- Directed by: Christian Stengel
- Written by: Yves Boisyvon Jacqueline Boisyvon Christian Stengel Marc-Gilbert Sauvajon
- Produced by: Raymond Borderie Adrien Remaugé
- Starring: Bernard Blier Sophie Desmarets Jacques Pills
- Cinematography: Christian Matras
- Edited by: Claude Ibéria
- Music by: Francis Lopez Louiguy Jean Solar
- Color process: Black and white
- Production company: Général Films
- Distributed by: Pathé Consortium Cinéma
- Release date: 21 November 1945;
- Running time: 100 minutes
- Country: France
- Language: French

= Alone in the Night (1945 film) =

1945 film

Alone in the Night (French: Seul dans la nuit) is a 1945 French crime film directed by Christian Stengel, and starring Bernard Blier, Sophie Desmarets and Jacques Pills.

== Synopsis ==
A series of murders are being perpetrated in Paris. Strangely, during each of the crimes, a signature song of a famous popular singer is heard, at first by an eccentric old man.

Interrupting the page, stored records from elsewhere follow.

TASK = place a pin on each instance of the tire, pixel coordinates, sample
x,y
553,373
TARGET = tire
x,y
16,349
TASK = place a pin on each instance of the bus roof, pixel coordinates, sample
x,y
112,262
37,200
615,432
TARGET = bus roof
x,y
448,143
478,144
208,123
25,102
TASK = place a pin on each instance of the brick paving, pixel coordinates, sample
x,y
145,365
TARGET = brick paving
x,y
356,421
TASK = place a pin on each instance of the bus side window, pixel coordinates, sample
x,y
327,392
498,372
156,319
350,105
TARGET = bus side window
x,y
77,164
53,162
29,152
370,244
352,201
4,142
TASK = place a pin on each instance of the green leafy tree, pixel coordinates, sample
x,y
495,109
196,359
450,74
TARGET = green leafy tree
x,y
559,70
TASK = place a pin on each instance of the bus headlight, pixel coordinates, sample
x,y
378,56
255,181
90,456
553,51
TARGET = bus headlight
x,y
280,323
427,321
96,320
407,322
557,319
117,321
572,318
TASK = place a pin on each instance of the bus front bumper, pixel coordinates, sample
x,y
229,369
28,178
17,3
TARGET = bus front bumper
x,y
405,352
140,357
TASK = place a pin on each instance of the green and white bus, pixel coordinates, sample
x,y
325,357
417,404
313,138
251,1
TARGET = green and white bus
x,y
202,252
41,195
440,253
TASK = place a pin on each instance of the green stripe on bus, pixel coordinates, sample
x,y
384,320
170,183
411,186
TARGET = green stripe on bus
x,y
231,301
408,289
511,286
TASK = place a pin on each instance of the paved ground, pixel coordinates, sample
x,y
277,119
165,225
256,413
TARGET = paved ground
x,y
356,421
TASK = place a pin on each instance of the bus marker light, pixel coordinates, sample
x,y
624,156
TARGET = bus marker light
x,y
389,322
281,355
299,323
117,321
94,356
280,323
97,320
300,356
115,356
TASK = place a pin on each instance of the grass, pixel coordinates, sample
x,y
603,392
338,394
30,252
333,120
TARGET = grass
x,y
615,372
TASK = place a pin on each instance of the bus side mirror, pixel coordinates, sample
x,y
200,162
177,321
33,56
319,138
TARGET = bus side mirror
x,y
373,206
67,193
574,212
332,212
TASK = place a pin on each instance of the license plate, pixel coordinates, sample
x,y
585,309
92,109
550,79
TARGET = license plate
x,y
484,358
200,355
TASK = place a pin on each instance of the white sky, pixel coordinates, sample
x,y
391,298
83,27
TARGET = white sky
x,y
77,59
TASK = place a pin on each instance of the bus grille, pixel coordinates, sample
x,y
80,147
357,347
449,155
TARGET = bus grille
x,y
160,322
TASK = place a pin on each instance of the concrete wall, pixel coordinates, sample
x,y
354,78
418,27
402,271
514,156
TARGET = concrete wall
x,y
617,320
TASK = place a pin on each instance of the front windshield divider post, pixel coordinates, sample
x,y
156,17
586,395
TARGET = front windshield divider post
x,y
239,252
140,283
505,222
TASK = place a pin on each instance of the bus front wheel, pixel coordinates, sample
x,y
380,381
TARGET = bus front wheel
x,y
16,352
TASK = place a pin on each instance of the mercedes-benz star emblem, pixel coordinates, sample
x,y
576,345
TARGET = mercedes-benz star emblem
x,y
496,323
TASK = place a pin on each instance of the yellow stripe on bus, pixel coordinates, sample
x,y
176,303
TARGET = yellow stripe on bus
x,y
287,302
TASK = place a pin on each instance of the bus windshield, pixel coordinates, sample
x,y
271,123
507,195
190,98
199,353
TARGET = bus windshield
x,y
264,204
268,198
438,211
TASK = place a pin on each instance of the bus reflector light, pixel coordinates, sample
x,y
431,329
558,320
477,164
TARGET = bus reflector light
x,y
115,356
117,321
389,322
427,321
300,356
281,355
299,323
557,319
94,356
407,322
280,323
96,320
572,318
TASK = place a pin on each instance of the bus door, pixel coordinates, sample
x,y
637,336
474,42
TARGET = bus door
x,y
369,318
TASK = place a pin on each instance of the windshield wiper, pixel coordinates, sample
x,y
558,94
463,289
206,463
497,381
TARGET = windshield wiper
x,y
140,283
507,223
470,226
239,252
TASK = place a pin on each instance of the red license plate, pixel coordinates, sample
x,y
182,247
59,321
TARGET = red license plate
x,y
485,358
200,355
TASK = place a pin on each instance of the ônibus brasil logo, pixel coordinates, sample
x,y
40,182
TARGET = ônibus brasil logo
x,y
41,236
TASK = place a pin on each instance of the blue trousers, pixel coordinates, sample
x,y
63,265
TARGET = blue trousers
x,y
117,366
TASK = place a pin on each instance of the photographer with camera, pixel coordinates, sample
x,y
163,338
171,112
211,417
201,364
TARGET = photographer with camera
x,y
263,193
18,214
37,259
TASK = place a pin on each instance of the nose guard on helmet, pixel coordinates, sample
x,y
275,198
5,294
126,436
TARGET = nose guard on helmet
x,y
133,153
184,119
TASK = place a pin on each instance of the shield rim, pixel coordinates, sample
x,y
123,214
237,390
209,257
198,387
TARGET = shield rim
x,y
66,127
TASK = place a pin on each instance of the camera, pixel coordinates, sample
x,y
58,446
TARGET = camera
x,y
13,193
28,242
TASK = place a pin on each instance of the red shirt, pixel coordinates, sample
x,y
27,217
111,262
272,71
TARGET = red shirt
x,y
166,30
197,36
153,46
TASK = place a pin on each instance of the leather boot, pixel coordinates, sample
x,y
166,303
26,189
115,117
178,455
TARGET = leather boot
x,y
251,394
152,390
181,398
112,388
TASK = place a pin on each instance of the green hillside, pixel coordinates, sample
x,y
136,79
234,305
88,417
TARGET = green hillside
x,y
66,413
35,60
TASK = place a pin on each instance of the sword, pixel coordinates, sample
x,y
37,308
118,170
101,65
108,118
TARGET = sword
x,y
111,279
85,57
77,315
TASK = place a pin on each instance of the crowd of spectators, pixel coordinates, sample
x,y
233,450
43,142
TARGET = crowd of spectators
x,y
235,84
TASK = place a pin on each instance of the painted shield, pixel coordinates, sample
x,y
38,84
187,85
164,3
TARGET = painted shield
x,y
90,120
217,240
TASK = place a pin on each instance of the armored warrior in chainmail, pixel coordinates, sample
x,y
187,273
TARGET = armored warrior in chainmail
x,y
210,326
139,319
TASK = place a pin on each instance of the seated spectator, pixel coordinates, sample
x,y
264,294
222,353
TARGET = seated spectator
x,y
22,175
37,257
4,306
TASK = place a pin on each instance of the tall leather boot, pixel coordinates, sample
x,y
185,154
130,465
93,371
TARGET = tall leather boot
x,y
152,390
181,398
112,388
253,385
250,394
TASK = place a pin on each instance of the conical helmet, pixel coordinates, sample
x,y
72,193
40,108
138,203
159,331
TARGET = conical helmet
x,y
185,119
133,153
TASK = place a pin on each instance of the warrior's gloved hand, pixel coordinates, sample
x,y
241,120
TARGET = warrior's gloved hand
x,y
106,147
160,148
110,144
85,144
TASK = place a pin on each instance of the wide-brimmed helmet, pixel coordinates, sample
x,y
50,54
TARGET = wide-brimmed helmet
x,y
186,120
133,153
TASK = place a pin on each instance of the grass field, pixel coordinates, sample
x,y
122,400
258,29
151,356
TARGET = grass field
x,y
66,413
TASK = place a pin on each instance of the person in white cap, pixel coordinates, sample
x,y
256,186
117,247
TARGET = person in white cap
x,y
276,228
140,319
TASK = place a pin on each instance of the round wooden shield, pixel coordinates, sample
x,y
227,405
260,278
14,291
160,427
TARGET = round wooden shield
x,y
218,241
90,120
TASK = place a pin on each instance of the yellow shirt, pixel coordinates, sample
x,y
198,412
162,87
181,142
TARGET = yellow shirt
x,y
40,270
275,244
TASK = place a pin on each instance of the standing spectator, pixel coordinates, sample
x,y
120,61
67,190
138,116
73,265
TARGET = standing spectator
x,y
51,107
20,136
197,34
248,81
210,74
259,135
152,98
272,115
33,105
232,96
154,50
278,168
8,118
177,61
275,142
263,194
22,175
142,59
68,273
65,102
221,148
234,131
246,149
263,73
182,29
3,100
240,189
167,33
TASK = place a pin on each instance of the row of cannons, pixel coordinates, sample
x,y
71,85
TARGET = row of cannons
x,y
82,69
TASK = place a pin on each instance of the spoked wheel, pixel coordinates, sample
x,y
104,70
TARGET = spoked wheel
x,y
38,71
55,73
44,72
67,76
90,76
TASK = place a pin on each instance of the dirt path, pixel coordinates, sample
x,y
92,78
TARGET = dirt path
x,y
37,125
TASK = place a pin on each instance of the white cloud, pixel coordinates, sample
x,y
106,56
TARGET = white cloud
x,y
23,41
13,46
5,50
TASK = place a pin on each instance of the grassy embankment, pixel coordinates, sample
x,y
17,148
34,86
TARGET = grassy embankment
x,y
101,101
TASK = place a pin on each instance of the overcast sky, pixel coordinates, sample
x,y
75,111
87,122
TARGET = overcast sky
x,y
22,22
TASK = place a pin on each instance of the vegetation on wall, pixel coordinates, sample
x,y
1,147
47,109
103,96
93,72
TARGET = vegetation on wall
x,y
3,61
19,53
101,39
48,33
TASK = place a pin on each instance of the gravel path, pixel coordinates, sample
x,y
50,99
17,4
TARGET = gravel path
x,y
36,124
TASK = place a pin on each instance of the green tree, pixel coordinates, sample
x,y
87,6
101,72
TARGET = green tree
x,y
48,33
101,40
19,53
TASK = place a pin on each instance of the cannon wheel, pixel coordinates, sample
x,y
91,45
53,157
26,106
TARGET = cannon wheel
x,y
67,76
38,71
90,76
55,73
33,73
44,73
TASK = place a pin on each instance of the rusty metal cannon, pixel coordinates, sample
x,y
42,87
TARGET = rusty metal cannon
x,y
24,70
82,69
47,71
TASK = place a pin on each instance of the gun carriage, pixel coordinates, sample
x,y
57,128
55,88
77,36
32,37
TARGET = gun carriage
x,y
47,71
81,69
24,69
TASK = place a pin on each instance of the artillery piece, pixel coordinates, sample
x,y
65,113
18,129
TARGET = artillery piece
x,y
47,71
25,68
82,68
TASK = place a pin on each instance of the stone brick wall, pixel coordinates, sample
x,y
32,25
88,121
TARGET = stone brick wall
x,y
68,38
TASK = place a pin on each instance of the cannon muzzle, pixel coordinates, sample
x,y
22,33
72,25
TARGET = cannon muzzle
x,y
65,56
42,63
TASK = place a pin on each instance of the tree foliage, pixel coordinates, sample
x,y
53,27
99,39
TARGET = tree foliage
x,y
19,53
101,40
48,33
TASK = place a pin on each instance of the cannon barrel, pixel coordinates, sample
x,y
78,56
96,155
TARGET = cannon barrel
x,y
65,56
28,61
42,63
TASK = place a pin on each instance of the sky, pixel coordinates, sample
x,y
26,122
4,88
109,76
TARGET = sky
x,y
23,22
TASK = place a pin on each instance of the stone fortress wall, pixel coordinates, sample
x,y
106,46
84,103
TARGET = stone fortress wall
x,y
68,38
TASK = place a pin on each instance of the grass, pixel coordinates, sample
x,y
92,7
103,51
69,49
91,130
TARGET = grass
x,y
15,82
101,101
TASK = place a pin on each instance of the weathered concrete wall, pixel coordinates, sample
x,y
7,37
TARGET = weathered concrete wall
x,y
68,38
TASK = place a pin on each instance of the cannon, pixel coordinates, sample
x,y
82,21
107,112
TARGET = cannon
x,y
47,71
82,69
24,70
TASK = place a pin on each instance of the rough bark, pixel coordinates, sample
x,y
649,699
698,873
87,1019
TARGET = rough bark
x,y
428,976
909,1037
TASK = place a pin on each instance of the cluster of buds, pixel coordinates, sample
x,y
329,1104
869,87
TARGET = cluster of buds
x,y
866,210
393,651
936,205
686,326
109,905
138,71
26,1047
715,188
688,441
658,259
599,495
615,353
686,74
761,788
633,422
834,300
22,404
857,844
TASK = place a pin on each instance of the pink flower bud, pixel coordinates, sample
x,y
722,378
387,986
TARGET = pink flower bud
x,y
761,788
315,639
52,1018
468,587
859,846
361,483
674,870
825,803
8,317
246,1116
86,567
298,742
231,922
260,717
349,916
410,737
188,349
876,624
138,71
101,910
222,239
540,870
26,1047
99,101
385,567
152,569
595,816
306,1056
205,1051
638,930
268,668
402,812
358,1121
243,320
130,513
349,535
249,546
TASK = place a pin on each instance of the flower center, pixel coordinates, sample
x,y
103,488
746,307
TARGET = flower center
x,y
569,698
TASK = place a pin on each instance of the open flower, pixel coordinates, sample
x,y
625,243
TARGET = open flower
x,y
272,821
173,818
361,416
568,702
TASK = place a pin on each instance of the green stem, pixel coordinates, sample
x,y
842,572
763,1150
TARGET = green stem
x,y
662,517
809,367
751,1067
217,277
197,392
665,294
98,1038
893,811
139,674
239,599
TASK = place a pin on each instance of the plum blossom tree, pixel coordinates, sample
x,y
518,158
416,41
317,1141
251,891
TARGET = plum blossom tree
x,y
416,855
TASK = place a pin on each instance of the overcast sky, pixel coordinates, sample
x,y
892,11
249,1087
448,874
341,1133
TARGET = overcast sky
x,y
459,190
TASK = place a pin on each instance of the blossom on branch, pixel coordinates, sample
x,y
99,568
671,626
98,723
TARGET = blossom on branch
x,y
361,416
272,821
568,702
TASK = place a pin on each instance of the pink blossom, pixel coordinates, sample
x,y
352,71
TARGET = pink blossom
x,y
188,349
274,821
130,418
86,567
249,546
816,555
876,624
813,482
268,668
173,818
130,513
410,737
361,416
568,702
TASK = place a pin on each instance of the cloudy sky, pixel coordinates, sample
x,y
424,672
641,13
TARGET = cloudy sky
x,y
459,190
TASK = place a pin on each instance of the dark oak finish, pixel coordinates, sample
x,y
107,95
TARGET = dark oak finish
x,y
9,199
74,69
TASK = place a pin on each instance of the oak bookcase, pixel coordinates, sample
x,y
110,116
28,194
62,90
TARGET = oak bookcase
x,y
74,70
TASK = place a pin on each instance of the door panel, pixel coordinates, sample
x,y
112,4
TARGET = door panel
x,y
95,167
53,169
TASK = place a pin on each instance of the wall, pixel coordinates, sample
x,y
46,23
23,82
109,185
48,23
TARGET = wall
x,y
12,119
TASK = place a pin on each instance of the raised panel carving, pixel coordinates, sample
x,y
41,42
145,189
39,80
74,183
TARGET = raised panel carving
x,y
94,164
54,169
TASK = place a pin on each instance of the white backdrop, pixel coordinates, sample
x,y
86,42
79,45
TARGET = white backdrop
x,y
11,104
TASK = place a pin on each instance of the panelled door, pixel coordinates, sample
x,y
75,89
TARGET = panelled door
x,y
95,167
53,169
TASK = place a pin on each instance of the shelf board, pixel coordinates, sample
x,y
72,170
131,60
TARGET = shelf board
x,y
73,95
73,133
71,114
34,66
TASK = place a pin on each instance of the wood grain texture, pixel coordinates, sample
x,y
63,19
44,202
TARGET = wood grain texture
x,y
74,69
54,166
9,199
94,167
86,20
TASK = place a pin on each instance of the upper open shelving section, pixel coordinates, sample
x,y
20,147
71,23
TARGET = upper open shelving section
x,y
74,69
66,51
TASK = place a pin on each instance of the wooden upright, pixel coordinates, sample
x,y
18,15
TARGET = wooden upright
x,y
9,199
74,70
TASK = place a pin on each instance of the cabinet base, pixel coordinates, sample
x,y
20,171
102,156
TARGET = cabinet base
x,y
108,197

The police inspector on his first case follows several leads around the entourage of the singer, and the daughter of a police commissioner through a radio show draws the chase through a nocturnal Paris, to a disused theatre where the assassin has lured his final victim.

== Cast ==

- Bernard Blier as L'inspecteur Robert Pascal
- Sophie Desmarets as Thérèse Planquine, daughter of the commissaire
- Jacques Pills as Marny, alias : Jacques Sartory, a popular singer
- Jean Davy as Alain Dalbrey, Sartory's secretary
- Louis Salou as Mr Tolu, an eccentric old man
- Jacques Morel as Raymond Melor, the impersonator
- Marcel André as Police commissaire Planquine
- Jean Wall as Stéphane Marcheau, pianist and composer
- Robert Le Fort as Inspecteur Legal
- Annette Poivre as Mireille, short-hand typist
- Ginette Baudin as Liliane Roy, friend of Sartory
- André Wasley as Inspecteur Bernard
- Jacques Dynam as Hunter
- Nathalie Nattier as Louise Chabot, one of the victims
- Sylvaine Claudel as apprentice
- Ariane Muratore as Madame Lalorgue
- Odette Barancey as Odette, the Planquines's servant
- Luce Fabiole as Madame Henry
- Emile Riandreys as Deval, journalist
- Jacques Hélian and his orchestra
- Mercédès Brare
- Denise Benoît
- Léonce Corne

== Background ==
The person originally chosen for the role of Jacques Sartory was André Claveau, but as he was still under a cloud due to his activities during the Occupation, the producers moved on to Jacques Jansen, known for opera and operetta, before finally casting Jacques Pills.

The film recorded admissions in France of 2,844,119. It was shot at the Joinville Studios in Paris. The film's sets were designed by the art director Robert Gys.

== Bibliography ==
- Raymond Chirat : Catalogue des films français de long métrage. Films de fiction 1940-1950 (Editions Imprimerie Saint-Paul, S.A., Luxembourg 1981), N°684.